Logo Parlement Buxellois

Schriftelijke vraag betreffende Campagne "Te huur, maar..."

Indiener(s)
Françoise De Smedt
aan
Nawal Ben Hamou, Staatssecretaris van het Brussels Hoofdstedelijk Gewest bevoegd voor Huisvesting en Gelijke kansen (Vragen nr 684)

 
Datum ontvangst: 09/09/2021 Datum publicatie: 16/11/2021
Zittingsperiode: 19/24 Zitting: 20/21 Datum antwoord: 03/11/2021
 
Datum behandeling van het stuk Indiener(s) Referentie Blz.
20/09/2021 Ontvankelijk p.m.
 
Vraag   


 U hebt een bewustmakingscampagne gevoerd over discriminatie in de huisvesting. Het gaat dus om een digitale campagne via de website tehuurmaar.brussels.1

U stelt het volgende: “De bedoeling is dat de campagne rechtstreeks gericht is aan de Brusselse kandidaat-huurders en verhuurders. De boodschap is heel duidelijk: discriminatie op de woningmarkt is illegaal en is wettelijk strafbaar.2 De regeling biedt ook de mogelijkheid om discriminatie te melden via de website tehuurmaar.brussels.
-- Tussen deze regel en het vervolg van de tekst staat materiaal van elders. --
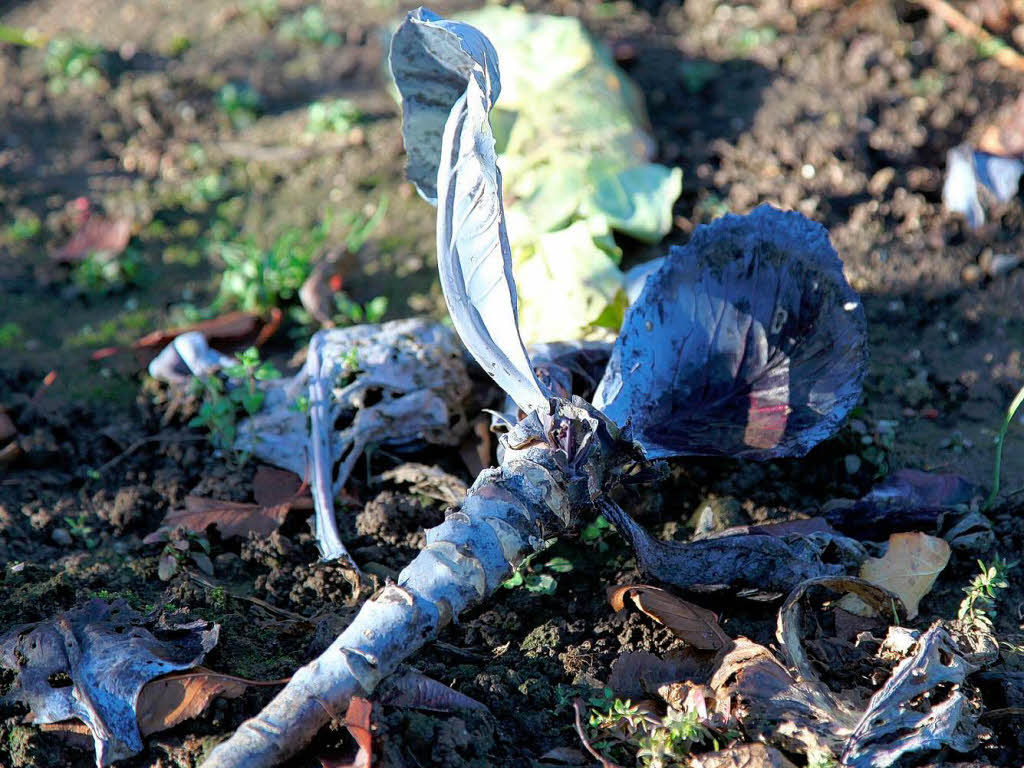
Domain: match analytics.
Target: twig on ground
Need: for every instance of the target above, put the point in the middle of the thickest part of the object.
(1000, 50)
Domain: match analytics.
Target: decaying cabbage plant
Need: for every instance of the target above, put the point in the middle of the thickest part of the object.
(745, 342)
Ik heb vragen bij de doeltreffendheid en zin van een dergelijk systeem. Het systeem moet resultaten opleveren en er moeten voldoende middelen zijn om dat te bereiken. Ik had graag meer toelichtingen over de resultaten gekregen. Dat is des te belangrijker in een context waarin het steeds moeilijker wordt om een betaalbare woning te vinden.

Dus mijn vragen zijn:

  • Hoeveel meldingen werden sinds het begin van de campagne gedaan?

  • Wat is het verdere verloop van de procedure na een melding? Zijn er sancties tegen verhuurders getroffen?

  • Wat is het verschil tussen een melding via de website "tehuurmaar" of via Unia?

 

1https://tehuurmaar.brussels

2https://nawalbenhamou.brussels/nl/communique-de-presse-la-region-se-dote-de-nouveaux-outils-de-lutte-contre-la-discrimination-au-logement/

 

 

 
 
Antwoord    Ik heb de eer u het volgende antwoord mee te delen:

Op 7 mei 2021 is een bewustmakingscampagne over discriminatie op de woningmarkt van start gegaan. Sindsdien heeft de directie Gewestelijke Huisvestingsinspectie (DGHI) 73 klachten/meldingen ontvangen via dit kanaal.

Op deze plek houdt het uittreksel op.